Sunday Mirror (Northern Ireland)
ARE YOU THERE GOD? IT’S ME, MARGARET
Cert ★★★★
PG In cinemas now
Shortly after its 1970 publication, Judy Blume’s coming-of-age novel was banned by US school libraries for its supposedly dangerous revelations.
Apparently, adolescent girls had periods, fretted about their changing bodies and might even question the existence of God.
Now, with Young Adult novels established as a bookshop’s most lucrative section, we have the long-overdue film adaptation.
It’s heart-warming, sharply written, wonderfully cast and will no doubt feel extremely tame to the social media-savvy girls of 2023.
Retaining its 1970s setting, it stars Abby Ryder Fortson as a hugely likeable 11-year-old Margaret, who is uprooted from New York when her dad Herb (Benny Safdie) gets a job in New Jersey.

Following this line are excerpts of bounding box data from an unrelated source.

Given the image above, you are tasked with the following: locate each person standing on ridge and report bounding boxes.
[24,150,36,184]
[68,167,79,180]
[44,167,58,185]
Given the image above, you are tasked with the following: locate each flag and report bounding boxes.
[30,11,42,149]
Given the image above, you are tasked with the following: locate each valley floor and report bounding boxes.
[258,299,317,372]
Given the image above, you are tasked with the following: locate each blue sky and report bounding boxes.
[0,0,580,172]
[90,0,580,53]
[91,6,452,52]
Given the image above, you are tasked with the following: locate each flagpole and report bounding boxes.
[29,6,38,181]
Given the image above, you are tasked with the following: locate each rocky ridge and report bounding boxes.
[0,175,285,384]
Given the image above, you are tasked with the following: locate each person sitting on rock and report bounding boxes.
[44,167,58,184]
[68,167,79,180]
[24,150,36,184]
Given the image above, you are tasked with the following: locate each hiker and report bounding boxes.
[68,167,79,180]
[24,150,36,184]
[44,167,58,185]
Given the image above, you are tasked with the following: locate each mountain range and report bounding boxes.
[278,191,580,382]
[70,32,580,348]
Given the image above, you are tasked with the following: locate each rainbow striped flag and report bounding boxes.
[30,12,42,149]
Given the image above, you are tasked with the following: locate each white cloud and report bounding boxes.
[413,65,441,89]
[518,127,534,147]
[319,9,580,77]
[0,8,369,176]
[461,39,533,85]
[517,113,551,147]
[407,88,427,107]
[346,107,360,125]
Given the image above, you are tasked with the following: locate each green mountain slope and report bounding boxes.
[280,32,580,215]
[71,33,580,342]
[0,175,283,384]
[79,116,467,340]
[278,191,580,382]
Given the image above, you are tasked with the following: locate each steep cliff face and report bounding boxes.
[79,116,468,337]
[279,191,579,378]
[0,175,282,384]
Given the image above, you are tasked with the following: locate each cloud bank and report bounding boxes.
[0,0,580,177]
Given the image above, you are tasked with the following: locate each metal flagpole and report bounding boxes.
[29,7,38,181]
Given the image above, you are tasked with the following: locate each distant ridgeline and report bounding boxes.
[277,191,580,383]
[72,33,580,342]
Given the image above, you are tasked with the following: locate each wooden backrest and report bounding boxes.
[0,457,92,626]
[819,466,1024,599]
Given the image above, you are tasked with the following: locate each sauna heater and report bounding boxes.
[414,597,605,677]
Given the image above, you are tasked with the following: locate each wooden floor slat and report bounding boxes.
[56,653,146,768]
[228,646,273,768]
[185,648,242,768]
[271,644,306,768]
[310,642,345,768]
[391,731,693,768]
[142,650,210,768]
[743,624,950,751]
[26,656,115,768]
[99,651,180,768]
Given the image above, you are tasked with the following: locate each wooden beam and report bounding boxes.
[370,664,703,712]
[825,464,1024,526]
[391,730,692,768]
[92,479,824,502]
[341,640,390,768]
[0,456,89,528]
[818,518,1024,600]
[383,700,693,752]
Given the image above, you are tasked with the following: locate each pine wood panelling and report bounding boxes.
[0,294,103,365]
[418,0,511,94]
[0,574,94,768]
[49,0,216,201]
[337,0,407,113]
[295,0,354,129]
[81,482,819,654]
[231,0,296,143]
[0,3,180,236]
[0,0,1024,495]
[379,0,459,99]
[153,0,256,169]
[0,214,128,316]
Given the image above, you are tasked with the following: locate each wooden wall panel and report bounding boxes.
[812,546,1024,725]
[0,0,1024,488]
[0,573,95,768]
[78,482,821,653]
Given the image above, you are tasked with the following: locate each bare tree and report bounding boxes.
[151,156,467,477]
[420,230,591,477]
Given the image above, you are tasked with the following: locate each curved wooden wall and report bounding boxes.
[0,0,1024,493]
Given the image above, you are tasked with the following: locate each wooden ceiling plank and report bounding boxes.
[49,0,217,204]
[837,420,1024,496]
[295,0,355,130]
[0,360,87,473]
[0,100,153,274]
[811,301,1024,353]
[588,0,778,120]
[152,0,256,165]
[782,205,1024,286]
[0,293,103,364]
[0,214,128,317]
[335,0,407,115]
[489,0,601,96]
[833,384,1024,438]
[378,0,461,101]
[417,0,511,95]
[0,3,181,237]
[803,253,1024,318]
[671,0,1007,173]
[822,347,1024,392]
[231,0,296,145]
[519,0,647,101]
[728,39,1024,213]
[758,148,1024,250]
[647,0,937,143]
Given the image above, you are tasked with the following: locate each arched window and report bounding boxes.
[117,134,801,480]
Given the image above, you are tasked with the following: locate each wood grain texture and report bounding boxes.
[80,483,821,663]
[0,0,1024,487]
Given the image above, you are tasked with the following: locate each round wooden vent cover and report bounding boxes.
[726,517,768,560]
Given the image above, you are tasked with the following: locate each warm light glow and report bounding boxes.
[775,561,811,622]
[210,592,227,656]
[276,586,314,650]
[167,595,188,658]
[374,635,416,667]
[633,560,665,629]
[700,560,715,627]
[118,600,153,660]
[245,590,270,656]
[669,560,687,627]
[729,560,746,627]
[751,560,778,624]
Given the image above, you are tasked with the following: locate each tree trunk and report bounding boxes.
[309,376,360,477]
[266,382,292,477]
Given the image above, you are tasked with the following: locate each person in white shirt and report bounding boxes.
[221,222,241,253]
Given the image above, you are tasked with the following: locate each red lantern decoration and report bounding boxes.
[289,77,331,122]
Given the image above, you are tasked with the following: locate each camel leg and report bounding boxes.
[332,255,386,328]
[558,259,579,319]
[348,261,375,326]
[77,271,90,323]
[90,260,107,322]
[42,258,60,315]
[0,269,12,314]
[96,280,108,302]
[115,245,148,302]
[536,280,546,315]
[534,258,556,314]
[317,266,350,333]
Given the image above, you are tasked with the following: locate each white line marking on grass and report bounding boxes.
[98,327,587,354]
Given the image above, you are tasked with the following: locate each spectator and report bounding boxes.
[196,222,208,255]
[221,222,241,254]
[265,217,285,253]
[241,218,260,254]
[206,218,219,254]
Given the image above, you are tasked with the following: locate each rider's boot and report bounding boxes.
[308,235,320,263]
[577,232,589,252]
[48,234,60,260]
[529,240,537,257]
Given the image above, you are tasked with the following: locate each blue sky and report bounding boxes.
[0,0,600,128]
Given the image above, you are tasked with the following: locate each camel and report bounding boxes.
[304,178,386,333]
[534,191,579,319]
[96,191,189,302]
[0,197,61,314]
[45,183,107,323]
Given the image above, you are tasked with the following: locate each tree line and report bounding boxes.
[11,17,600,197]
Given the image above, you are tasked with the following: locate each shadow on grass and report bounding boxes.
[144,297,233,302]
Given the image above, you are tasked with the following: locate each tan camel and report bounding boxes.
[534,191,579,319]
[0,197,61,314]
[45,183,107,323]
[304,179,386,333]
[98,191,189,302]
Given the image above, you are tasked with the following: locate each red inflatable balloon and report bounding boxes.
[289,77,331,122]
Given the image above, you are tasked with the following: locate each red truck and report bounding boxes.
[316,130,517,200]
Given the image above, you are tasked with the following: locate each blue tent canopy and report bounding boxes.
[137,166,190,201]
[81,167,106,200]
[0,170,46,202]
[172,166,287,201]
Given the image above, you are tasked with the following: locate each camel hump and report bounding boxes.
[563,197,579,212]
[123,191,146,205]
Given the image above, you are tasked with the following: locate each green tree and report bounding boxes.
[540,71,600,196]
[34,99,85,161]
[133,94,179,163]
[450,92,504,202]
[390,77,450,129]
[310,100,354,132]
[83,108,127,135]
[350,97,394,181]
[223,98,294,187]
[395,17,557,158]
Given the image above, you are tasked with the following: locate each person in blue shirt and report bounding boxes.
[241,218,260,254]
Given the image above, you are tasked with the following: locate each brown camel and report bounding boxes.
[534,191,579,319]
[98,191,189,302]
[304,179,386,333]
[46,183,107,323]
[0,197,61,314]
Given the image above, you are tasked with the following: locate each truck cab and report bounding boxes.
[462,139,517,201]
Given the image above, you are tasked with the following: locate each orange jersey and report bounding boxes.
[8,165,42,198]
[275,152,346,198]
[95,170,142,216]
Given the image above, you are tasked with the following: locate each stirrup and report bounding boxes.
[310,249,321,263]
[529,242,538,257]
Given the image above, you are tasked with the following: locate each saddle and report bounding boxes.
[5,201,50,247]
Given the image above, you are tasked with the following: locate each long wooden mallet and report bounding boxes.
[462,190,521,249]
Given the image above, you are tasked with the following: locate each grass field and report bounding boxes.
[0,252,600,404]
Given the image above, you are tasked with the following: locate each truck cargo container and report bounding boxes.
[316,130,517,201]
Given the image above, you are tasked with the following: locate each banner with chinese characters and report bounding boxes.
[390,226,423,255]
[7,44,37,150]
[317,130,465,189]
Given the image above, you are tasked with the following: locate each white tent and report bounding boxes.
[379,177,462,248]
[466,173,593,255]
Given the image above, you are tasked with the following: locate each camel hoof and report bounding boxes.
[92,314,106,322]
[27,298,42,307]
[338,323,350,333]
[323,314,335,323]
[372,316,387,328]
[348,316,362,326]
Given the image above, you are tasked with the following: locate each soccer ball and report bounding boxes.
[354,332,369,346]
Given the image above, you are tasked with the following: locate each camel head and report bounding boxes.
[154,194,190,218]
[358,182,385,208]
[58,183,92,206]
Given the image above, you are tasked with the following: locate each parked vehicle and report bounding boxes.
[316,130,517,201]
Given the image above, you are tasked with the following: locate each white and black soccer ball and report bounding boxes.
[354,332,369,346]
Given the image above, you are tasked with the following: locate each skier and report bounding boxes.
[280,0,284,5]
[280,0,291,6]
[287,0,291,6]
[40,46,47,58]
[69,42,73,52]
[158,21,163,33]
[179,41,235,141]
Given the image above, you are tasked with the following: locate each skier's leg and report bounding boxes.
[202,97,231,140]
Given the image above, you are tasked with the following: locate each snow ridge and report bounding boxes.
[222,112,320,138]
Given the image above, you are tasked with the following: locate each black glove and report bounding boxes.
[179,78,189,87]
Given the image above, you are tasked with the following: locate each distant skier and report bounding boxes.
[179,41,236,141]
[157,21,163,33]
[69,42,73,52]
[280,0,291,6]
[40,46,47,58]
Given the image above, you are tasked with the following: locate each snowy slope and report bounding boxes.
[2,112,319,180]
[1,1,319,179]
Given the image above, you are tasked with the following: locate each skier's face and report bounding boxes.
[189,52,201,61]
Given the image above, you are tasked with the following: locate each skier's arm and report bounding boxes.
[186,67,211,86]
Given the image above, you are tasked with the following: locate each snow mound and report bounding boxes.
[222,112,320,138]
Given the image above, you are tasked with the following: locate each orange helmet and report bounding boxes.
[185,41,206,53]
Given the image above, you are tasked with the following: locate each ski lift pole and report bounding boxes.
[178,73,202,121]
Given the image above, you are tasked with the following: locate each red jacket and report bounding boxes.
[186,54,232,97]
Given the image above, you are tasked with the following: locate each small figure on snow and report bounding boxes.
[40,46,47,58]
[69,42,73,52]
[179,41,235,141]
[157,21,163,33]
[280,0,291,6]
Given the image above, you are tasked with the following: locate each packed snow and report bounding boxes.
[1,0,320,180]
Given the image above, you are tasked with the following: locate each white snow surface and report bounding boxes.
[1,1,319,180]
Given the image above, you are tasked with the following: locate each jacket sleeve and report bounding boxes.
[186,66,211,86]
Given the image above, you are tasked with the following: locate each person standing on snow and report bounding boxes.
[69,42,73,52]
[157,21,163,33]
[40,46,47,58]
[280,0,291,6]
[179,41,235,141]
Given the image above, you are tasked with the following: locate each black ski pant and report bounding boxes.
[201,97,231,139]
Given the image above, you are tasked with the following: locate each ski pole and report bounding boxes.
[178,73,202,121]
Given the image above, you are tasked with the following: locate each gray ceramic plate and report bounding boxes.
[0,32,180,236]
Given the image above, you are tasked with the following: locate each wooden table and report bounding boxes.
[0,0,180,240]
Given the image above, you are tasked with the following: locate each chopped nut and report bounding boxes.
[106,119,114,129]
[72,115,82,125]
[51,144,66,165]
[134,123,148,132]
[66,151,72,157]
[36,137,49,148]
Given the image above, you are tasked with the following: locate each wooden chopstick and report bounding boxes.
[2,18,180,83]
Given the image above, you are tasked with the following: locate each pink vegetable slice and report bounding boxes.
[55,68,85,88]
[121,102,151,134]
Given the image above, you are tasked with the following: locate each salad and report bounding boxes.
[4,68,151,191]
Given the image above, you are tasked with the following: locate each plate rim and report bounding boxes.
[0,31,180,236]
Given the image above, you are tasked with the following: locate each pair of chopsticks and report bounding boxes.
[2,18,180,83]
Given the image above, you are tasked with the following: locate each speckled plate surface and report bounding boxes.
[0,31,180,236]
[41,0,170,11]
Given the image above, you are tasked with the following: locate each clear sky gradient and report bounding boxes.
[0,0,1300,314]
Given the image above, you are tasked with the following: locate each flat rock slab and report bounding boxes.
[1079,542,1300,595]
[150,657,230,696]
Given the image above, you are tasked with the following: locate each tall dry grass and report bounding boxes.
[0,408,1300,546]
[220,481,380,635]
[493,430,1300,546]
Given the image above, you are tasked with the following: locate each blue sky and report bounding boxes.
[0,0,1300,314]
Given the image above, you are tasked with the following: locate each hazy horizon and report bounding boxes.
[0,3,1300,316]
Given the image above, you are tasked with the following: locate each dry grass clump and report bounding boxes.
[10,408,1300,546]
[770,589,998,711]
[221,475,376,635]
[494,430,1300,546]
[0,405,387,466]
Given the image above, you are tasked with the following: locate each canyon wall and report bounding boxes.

Margaret desperately misses her Jewish grandmother Sylvia (Kathy Bates) – Herb’s mum – while her mother Barbara (Rachel McAdams) is struggling to adjust to life as a stay-at-home mum after quitting her art teaching career.
Margaret’s new life starts promisingly
when she’s recruited into a new friendship group and a girls-only club which revolves around frank chats about boys, bras and sanitary towels.
But the pressures of womanhood weigh heavily on her young shoulders.
More problems arise when her maternal grandparents visit for the first time. Devout Christians, they broke all contact with Barbara when she married a Jewish man.
Margaret doesn’t know if she belongs in the temple or the church or if, like her parents, she should give up on the idea of religion altogether.
Weirdly, the only controversy surrounding the film was stoked by the once-fearless Blume when, weeks before the film’s release, she rowed back on an expression of support for writer and feminist JK Rowling.
As this touching and refreshingly sensible drama seems to know exactly what a woman is, she probably made that U-turn to avoid a second boycott.